2. Start looking for a poetry paper/project poem; it must be from a different time period than the one you selected last semester. We will be briefly recapping the paper/project tomorrow in class. You will need your poem by Thursday, Feb 8 for your metacognitive.

1 comment:

  1. February 2 2018
    Scribing
    Outside of history vs Inside of history:
    Jake: Falling in with racial stereotypes, you leave behind your influence to be a part of history.
    Lindsay: Making change makes you inside history, failing to do so sets you outside of history.

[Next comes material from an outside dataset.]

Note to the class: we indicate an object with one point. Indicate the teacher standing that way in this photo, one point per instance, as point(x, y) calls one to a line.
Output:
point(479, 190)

    Griffin: Inside vs outside of history is determined not in the moment, but in the future when people look back. There are plenty of active characters in history that could be considered outside of history. Inside of history people are who we choose to remember.
    Jake: “taking the plunge” is intentional, it is an active choice vs when you are pushed it is more passive, so people choose to not take part in history.
    Leclaire: People who are inside of history get to decide which and how stories are passed on.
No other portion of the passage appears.